押し黙った僕の様子を部屋の隅で見ていた幹事の本王院さんが口を開いた。
いつも強面な表情と口調で、威厳があり、まるで不動明王様のような人だ。
笑ったところなど、見たことがない。
きっと、さらに厳しく叱責されるだろう。
僕は首をすくめた。
だが、相変わらずの厳しい口調とは裏腹に、かけられた言葉は意外なものだった。
「眠れないというのは、本当に苦しいんですよ。 実は私も若い頃眠れなくて苦しい思いをしたのでね。

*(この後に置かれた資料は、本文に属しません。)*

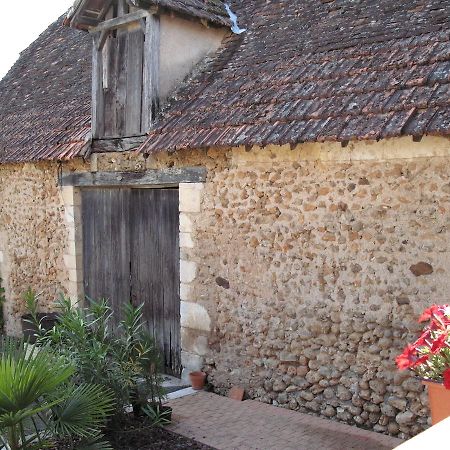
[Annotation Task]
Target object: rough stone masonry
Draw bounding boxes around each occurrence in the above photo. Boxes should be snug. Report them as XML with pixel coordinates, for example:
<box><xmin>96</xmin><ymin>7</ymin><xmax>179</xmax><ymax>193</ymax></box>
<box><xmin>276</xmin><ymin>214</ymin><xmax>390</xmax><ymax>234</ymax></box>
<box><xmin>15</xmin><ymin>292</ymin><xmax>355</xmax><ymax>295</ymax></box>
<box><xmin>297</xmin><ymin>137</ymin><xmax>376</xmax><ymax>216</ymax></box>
<box><xmin>1</xmin><ymin>136</ymin><xmax>450</xmax><ymax>439</ymax></box>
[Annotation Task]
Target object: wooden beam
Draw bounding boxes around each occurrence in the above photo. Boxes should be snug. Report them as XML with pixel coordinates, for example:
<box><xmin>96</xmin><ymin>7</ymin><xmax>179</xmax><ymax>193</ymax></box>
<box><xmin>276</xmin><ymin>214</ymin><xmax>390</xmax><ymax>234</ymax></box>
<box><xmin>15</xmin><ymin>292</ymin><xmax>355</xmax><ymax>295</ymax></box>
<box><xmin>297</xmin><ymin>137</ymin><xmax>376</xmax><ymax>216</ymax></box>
<box><xmin>89</xmin><ymin>10</ymin><xmax>152</xmax><ymax>33</ymax></box>
<box><xmin>97</xmin><ymin>29</ymin><xmax>110</xmax><ymax>50</ymax></box>
<box><xmin>61</xmin><ymin>168</ymin><xmax>207</xmax><ymax>187</ymax></box>
<box><xmin>142</xmin><ymin>14</ymin><xmax>160</xmax><ymax>131</ymax></box>
<box><xmin>91</xmin><ymin>135</ymin><xmax>147</xmax><ymax>152</ymax></box>
<box><xmin>91</xmin><ymin>34</ymin><xmax>104</xmax><ymax>139</ymax></box>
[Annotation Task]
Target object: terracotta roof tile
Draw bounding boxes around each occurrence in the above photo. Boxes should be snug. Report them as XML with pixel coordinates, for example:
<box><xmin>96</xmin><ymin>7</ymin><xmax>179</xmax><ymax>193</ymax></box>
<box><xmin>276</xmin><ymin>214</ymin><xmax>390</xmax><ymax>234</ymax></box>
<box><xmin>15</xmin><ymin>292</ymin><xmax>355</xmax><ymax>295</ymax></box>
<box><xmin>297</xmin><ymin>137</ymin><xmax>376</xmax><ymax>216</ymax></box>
<box><xmin>0</xmin><ymin>18</ymin><xmax>91</xmax><ymax>163</ymax></box>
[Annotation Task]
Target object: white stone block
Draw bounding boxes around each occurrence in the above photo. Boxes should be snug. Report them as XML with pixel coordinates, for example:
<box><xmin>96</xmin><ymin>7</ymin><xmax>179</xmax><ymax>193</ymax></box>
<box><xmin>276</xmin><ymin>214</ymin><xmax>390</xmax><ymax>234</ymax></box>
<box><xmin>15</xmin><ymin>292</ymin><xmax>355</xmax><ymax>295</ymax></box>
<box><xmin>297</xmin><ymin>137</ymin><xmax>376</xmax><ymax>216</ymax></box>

よく気持ちはわかるんです。 どうか薬をもらってきてあげて下さい。」
と、幹事さんは寮監さんに薬を取りに行ってくれるようにお願いしてくださった。
えっ?
僕は信じられなかった。
こんな威厳があって、幹事という要職にまで就き、強き人というオーラを撒き散らしている人が、過去に不眠症に悩んでいたなんて。。。
それで僕の気持ちまでわかってくれるなんて。。。
嬉しくて胸がジーンとした。
そしてなんだか心強くも思えた。
後日、寮監さんから薬を受け取った。
ほんとにありがたかった。
ただし、ハルシオンは診察に来ないと出せないとにことで、もう少し軽い薬をもらった。
僕は残り日数を薬の数で割る。
何日に一つも飲めばいいのか。
この時点で50日が過ぎていた。
残り半分。
日数が半分を超えた時からカウントダウンを始めた人もいる。
加行終了まであと50日。あと49日、あと48日。。。
やめてくれ。
先を見ると気が遠くなるから、僕はあまり考えないようにした。